Find a number $A$ so that
- (1) $\lfloor A^{3^n} \rfloor$ is always odd for $n\geq 1$;($\lfloor x \rfloor$ is the largest integer not greater than $x.$)
- (2) $A>1$ and $A^{3^n}$ is never an integer for $n\geq 1$;(This is the place I have edited.)
- (3) There is a closed-form formula for $A.$(Series and integral can also be seen as a closed form.)
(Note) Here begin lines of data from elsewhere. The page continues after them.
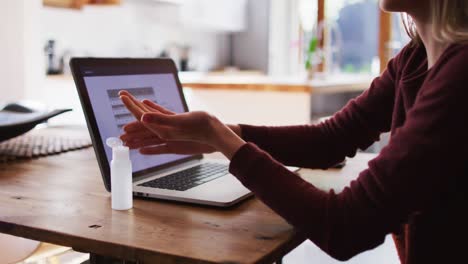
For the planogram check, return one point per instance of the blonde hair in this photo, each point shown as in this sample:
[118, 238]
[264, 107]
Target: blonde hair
[449, 18]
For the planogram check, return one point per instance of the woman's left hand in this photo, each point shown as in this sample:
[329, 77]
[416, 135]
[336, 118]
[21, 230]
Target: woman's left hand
[196, 126]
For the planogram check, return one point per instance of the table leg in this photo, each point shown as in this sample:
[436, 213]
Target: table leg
[97, 259]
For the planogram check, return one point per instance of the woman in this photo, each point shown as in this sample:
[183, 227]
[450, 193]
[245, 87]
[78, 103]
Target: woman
[414, 189]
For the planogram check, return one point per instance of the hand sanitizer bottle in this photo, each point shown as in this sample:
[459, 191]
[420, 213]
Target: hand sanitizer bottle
[121, 175]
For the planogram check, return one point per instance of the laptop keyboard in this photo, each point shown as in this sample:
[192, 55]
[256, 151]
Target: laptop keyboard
[189, 178]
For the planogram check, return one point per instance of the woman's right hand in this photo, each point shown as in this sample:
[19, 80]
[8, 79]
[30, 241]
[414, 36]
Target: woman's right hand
[137, 136]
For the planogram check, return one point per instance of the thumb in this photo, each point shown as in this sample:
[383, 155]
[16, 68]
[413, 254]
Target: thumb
[159, 118]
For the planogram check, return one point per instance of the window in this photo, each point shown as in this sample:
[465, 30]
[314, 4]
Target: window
[354, 29]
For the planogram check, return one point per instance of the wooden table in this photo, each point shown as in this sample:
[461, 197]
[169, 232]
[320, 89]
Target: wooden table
[61, 200]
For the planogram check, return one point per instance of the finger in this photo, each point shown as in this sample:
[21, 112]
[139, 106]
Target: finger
[161, 119]
[138, 135]
[142, 143]
[134, 126]
[174, 147]
[132, 107]
[157, 107]
[135, 101]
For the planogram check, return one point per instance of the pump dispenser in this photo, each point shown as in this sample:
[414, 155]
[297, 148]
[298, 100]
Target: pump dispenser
[121, 175]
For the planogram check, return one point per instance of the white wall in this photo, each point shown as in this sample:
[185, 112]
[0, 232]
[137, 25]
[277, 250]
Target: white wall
[21, 65]
[251, 48]
[135, 28]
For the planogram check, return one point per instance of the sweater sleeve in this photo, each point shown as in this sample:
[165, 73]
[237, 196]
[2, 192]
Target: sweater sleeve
[417, 168]
[357, 125]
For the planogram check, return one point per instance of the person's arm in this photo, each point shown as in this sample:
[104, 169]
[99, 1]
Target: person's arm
[418, 168]
[358, 125]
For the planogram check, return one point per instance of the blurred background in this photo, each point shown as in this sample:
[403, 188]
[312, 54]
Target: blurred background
[272, 62]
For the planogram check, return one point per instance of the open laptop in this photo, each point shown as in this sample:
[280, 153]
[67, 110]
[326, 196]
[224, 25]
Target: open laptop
[185, 178]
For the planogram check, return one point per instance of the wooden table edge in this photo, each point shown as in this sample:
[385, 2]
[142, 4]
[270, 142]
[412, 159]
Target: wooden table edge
[81, 244]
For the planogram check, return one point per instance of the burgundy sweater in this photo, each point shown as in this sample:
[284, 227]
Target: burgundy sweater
[415, 188]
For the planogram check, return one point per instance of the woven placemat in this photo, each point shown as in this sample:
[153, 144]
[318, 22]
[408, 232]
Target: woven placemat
[35, 146]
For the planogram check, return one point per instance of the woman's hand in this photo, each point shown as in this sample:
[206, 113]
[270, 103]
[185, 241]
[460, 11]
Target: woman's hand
[161, 131]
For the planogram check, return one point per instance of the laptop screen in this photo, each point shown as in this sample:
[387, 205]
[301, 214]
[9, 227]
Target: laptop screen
[103, 86]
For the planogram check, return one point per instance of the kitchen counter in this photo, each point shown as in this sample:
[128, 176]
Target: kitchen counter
[248, 80]
[255, 81]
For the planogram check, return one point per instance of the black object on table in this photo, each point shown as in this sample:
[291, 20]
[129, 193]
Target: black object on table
[16, 119]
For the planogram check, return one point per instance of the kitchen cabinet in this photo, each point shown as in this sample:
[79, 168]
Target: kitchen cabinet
[78, 4]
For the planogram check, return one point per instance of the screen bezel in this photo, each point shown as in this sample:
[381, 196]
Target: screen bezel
[147, 66]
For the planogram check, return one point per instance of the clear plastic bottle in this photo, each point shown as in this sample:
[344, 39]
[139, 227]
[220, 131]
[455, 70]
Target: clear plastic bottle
[121, 175]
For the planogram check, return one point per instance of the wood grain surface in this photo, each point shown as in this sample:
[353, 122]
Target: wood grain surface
[61, 200]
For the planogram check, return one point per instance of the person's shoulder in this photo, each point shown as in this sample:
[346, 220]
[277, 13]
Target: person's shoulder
[456, 55]
[452, 64]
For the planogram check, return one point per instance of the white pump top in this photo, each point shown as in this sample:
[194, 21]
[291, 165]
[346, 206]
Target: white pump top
[119, 151]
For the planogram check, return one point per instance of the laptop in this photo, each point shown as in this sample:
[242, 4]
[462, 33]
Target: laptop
[184, 178]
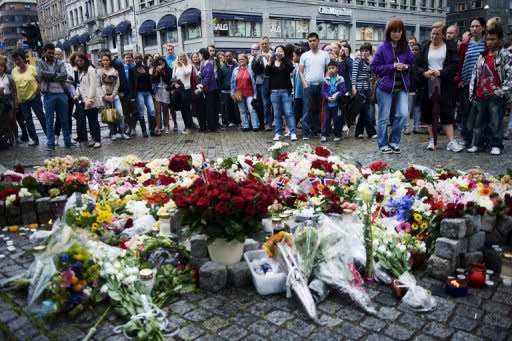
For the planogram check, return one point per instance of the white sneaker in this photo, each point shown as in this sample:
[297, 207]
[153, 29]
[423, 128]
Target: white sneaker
[431, 145]
[495, 151]
[454, 146]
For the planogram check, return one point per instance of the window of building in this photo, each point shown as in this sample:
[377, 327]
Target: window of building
[236, 28]
[192, 31]
[149, 39]
[370, 33]
[289, 28]
[333, 31]
[169, 36]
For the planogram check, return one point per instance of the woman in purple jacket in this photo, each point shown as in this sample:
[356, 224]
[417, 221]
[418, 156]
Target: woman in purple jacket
[391, 64]
[208, 116]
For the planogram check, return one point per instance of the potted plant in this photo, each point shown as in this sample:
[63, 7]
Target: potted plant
[227, 211]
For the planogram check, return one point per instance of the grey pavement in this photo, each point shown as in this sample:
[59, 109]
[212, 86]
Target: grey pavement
[236, 314]
[232, 141]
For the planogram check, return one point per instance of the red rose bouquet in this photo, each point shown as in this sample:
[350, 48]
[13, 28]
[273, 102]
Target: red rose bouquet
[224, 207]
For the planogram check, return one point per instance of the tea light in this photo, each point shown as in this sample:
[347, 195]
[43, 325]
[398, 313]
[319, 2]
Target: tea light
[456, 288]
[476, 275]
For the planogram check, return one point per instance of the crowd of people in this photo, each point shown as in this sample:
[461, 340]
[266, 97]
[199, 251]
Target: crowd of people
[444, 82]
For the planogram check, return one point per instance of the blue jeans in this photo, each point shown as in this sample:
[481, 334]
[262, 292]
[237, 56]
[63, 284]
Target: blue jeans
[415, 109]
[265, 98]
[399, 100]
[490, 115]
[56, 107]
[282, 104]
[332, 114]
[311, 98]
[145, 100]
[26, 108]
[244, 106]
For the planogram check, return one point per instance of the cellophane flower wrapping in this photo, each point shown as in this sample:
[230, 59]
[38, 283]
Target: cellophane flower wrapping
[340, 247]
[306, 243]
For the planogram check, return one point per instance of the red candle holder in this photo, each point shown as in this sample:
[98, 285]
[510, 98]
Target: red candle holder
[456, 287]
[476, 275]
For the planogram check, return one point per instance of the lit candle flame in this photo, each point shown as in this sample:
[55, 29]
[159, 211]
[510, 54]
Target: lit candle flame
[454, 283]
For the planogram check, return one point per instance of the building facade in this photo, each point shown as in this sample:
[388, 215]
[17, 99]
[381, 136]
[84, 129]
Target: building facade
[461, 12]
[148, 25]
[13, 14]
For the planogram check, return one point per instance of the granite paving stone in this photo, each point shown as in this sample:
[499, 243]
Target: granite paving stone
[240, 313]
[233, 332]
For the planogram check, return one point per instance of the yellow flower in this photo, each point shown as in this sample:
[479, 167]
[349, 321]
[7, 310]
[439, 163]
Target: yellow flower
[417, 217]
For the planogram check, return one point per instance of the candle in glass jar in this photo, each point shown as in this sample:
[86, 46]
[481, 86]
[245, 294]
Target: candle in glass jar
[476, 276]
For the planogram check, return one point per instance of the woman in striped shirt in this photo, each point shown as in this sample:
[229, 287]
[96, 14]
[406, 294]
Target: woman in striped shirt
[361, 89]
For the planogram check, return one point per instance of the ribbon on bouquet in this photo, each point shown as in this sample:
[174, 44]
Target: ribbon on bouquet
[150, 311]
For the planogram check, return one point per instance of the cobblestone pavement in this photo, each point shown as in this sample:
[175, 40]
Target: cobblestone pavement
[232, 141]
[234, 314]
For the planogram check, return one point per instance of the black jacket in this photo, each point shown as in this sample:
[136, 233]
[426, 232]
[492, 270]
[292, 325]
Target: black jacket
[448, 87]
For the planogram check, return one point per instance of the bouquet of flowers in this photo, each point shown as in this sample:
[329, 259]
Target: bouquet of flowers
[280, 247]
[224, 207]
[76, 281]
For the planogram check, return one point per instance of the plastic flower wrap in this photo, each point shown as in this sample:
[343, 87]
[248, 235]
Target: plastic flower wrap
[341, 247]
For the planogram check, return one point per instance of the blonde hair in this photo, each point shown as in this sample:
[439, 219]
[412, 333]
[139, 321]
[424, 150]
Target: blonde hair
[440, 25]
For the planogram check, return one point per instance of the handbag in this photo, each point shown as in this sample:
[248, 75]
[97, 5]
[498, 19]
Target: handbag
[110, 116]
[237, 96]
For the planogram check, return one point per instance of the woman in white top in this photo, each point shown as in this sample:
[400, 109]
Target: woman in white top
[436, 66]
[182, 85]
[88, 100]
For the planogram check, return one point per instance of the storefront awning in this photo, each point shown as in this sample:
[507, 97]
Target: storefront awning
[108, 31]
[190, 16]
[123, 27]
[167, 23]
[239, 17]
[83, 38]
[74, 40]
[147, 27]
[370, 24]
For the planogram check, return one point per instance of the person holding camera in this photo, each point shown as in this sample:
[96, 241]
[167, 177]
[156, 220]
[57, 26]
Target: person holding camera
[53, 74]
[161, 78]
[278, 71]
[243, 92]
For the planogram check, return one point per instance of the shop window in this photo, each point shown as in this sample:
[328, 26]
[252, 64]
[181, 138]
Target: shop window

Mills' constant satisfies (1) and (2) but not (3) (so far).
We can construct a number satisfies (1) and (2) more easily than Mills' constant:
Let $a_1=1,a_{n+1}=a_n^3+2~(n\geq1).$ Denote $$A=\lim_{n\to \infty}a_n^{\frac{1}{3^n}}.$$ Then we can prove that $\lfloor A^{3^n} \rfloor=a_n,$ hence $A>1$ and $a_n$ is odd. The proof is very like to this. But I cannot find a closed-form formula for $A$ again.
Thanks in advance !
For any integer $m \ge 2$, let $A = m + \sqrt{m^2-1}$ and define a sequence $(T_n)_{n\in\mathbb{N}}$ by:
$$T_n = A^n + A^{-n}$$
It is easy to see $T_0 = 2$, $T_1 = 2m$ and $T_{n+2} = 2mT_{n+1} - T_{n}$ for any $n \ge 0$. From this, we can conclude $T_n$ is an even integer for any $n \ge 0$.
It is also clear $A > 1$ and hence for all $n \ge 1$, we have:
$$\begin{align}0 < A^{-(3^n)} < 1 \implies & T_{3^n} - 1 < A^{3^n} = T_{3^n} - A^{-(3^n)} < T_{3^n}\\ \implies & \lfloor A^{3^n} \rfloor = T_{3^n} - 1 \text{ is an odd integer.} \end{align}$$